Okul öncesi eğitiminin bireylerin gelecek yaşantısını olumlu yönde etkilediği araştırmalarla kanıtlandıkça tüm dünyada okul öncesi eğitim kurumları önem kazanmaya başlamıştır (Başal, 2005). Ülkeden ülkeye toplumsal ve kültürel nedenlerden dolayı okul öncesi eğitime duyulan gereksinim farklılık gösterse de, tüm ülkeler için geçerli birçok ortak neden bulunmaktadır.

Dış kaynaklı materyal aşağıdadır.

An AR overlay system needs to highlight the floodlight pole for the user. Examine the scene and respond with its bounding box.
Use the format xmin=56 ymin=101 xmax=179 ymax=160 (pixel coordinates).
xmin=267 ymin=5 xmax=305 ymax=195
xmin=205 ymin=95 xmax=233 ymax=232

Bu nedenler şu şekilde sıralanmaktadır (Bayhan ve Artan, 2004);

a) Geniş aileden, çekirdek aileye dönüşen aile yapısı.

b) Köyden kente gelişle birlikte akraba ve yakınlarının çocuk bakımı ile ilgili desteğinin azalması.

c) Kadınların artan eğitim düzeyi ve bununla birlikte evin dışında çalışma fırsatlarının artması.

d) Kültürel eşitsizliklerin, eğitimde fırsat eşitliğini engelleyici yönünün dengelenmesi.

e) Özellikle şehirleşme ile birlikte artan sınırlı mekanlara sahip apartman tipi yaşama geçilmesi, böylece çocukların yaşıtları ile birlikte bulunmalarının ve hareket imkanlarının büyük ölçüde sınırlanması.

f) Ailelerin, çocuklarının eğitiminde bazı yetersizliklerinin bulunduğunu fark etmeleri.

g) Çocuk psikologlarının araştırmalarından ortaya çıkan sağlık ve büyüme ile ilgili bilgi ve fikirler.